Interesting read, not only yours, Doug but also the comments. I think one could sum it up by acknowledging that personal choice is certainly a factor in many bad health decisions, but government can do a lot to enable better decision making on the part of citizens.
I come to this conclusion from experience. I was a sort of pudgy teenager in the 60’s who put on an extra 20 pounds at DePauw and promptly became a svelt 118 pounds upon transfer to IU where walking was the norm and carbs were less available. I wonder how many high school girls today think that 123 pounds was pudgy?
Leaving college, driving a car, having a kid – name your poison, but no matter how you look at it, 50 years old and 235 pounds wasn’t healthy. I could blame my bad eating habits, who needed an entire bag of Cheetos. But it wasn’t until in my late forties that I tried daily exercising and counting calories with little if any weight loss. I found out that my pudgy teen years were a result of a genetic metabolic disorder and it had gone awry in middle age. So you see the answer isn’t always as simple as diet and exercise. With medication factored in, I’ve made it back to 143 pounds. It hasn’t been easy.

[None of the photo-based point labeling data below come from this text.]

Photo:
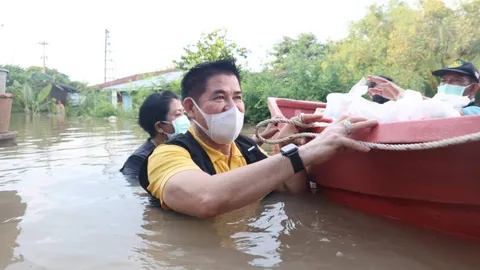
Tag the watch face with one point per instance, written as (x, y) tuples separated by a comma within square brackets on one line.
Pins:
[(289, 148)]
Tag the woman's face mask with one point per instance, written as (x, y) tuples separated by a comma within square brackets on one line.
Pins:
[(180, 126), (451, 89)]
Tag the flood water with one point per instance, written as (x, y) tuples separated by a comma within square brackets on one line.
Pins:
[(65, 205)]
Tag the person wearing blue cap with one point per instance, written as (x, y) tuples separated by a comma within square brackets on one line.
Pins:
[(458, 78)]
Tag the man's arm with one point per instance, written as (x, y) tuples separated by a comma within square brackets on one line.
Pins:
[(197, 193)]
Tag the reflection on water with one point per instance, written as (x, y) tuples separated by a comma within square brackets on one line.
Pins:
[(64, 205)]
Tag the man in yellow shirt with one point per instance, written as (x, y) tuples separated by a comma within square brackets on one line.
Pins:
[(213, 169)]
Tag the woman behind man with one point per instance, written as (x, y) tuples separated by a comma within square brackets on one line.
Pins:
[(162, 116)]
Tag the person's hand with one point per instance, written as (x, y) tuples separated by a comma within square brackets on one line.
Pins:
[(334, 139), (384, 88), (290, 129), (269, 132)]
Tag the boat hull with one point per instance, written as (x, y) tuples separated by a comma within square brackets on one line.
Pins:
[(438, 189)]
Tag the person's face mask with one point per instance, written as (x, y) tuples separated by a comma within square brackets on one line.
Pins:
[(224, 127), (451, 89), (180, 126)]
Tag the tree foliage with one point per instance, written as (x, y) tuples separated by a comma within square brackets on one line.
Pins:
[(211, 47)]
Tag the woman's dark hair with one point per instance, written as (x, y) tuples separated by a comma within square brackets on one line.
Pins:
[(155, 108)]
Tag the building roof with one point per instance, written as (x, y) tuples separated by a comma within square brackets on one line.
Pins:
[(64, 87), (145, 80)]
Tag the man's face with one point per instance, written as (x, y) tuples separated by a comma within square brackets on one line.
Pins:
[(460, 80), (221, 94)]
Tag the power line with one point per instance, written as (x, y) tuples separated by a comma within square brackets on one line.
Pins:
[(44, 56), (108, 58)]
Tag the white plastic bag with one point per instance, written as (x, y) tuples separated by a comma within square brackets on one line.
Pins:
[(410, 107)]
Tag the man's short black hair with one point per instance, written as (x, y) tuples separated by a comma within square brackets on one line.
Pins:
[(195, 80), (155, 108), (378, 98)]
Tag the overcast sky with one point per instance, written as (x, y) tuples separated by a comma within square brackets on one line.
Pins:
[(147, 35)]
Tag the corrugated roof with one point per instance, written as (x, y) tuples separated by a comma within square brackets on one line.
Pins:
[(146, 83)]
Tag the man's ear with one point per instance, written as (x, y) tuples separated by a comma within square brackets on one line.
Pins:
[(188, 106)]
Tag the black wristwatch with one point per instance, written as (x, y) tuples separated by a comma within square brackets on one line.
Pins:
[(291, 151)]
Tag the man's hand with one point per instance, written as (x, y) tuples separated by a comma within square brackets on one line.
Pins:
[(290, 129), (385, 88), (334, 139), (269, 132)]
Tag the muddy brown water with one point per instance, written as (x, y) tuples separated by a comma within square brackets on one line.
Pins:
[(64, 205)]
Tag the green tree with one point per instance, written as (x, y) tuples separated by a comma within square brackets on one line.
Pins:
[(211, 47)]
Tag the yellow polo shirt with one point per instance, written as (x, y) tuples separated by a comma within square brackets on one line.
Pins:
[(168, 160)]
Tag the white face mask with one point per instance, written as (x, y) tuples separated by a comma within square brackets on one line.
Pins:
[(180, 126), (224, 127)]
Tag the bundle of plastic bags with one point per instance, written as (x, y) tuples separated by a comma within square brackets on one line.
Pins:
[(411, 106)]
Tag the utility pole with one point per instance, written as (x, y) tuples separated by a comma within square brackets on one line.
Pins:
[(44, 56), (107, 56)]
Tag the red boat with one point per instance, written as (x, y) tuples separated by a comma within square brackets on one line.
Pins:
[(437, 189)]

Steroids for autoimmune problems keep bouncing my weight up and down.
But I’m less likely to instantly judge others with obesity problems. Still, I’m also the first to be really angry when I see an obese family of four at Wendy’s ordering TWO loaded triple cheeseburgers (each), super-sized fries, 32 ounce soft drinks and giant Frosties. That followed up by noticing the mother injecting insulin into her pump. And yes, I really did witness this. Sure diabetes, heart disease, cancer, or stroke may end their lives earlier; but even worse is that you and I are paying the monetary price for that junk food in higher health insurance costs. That makes obesity everyone’s problem.

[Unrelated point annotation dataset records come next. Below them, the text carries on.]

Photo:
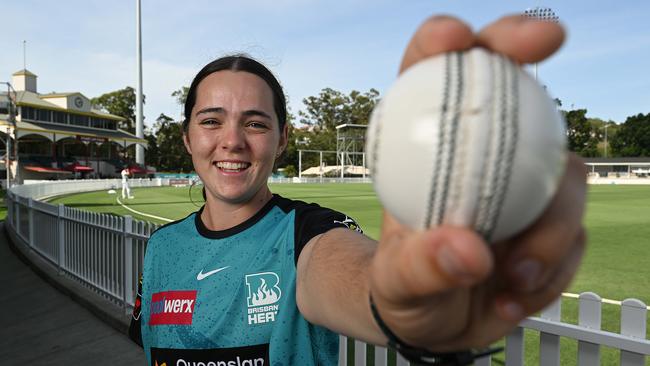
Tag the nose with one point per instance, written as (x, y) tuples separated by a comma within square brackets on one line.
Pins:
[(233, 137)]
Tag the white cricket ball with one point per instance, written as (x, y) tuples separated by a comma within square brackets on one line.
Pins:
[(466, 139)]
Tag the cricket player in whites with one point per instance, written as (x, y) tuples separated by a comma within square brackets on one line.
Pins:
[(126, 191)]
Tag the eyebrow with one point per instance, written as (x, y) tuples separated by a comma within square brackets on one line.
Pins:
[(247, 113)]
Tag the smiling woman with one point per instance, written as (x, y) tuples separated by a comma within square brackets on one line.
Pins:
[(234, 129), (423, 293)]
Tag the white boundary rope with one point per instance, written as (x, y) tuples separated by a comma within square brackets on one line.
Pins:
[(564, 294), (142, 213)]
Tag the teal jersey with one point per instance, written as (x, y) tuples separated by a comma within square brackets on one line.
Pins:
[(228, 298)]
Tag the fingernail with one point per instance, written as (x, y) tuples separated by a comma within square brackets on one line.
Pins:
[(512, 310), (450, 264), (527, 273)]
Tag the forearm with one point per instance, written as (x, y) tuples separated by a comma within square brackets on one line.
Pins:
[(333, 284)]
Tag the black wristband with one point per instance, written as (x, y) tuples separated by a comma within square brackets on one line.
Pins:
[(421, 356)]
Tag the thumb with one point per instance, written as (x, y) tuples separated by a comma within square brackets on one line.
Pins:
[(411, 265)]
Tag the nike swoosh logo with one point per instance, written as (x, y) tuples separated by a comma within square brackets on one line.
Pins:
[(202, 275)]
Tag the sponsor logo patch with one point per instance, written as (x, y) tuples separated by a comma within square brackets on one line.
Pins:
[(263, 294), (172, 307), (239, 356)]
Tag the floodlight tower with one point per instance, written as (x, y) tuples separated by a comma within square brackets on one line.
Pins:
[(544, 14), (139, 149)]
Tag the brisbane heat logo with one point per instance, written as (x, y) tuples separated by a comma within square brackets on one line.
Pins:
[(263, 294), (172, 307)]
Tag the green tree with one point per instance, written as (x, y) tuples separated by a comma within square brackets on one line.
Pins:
[(633, 137), (172, 155), (181, 95), (120, 103), (323, 113), (583, 139)]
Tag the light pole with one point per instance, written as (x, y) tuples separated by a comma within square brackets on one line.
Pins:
[(139, 149), (606, 125), (544, 14), (11, 107)]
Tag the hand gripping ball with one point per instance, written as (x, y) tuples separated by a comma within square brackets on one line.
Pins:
[(466, 139)]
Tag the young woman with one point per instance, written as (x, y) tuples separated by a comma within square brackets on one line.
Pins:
[(256, 279)]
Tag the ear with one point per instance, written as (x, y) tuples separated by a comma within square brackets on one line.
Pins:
[(284, 138), (186, 141)]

It’s a team effort if we’re going to combat health issues like smoking and obesity. Doctors need to be up front with patients; never in 25 years did mine mention my weight as a future health issue. Government needs to advocate for healthy lifestyle options; even mass transportation could increase walking rather than parking close to your destination. And they definitely need to start subsidizing healthy food choices, NOT corn syrup sweeteners! Schools could banish the junk food from the cafeteria and vending machines; but that means giving up the athletic money from Coke and Pepsi. And finally, we as citizens, need to realize that patriotism isn’t saluting the flag, it’s making choices that make our country a better, healthier place to live.
With government on the side of healthy decision making (hear that Mr. Mayor and your decision to no back the smoking ban) and people working together to change their lifestyles, we could lower health insurance costs, live longer and have a higher quality of life.
“Still, I’m also the first to be really angry when I see an obese family of four at Wendy’s ordering TWO loaded triple cheeseburgers (each), super-sized fries, 32 ounce soft drinks and giant Frosties. That followed up by noticing the mother injecting insulin into her pump. And yes, I really did witness this.”
If this was a regular occurrence by the family, it was highly irresponsible on their part. What if it was a one-off event? What if they were celebrating a birthday and this was one of few times in a year that they allowed themselves the guilty pleasure of extremely unhealthy fast food? Are they still deserving of your anger? Are people supposed to eat “perfectly” every day of the year?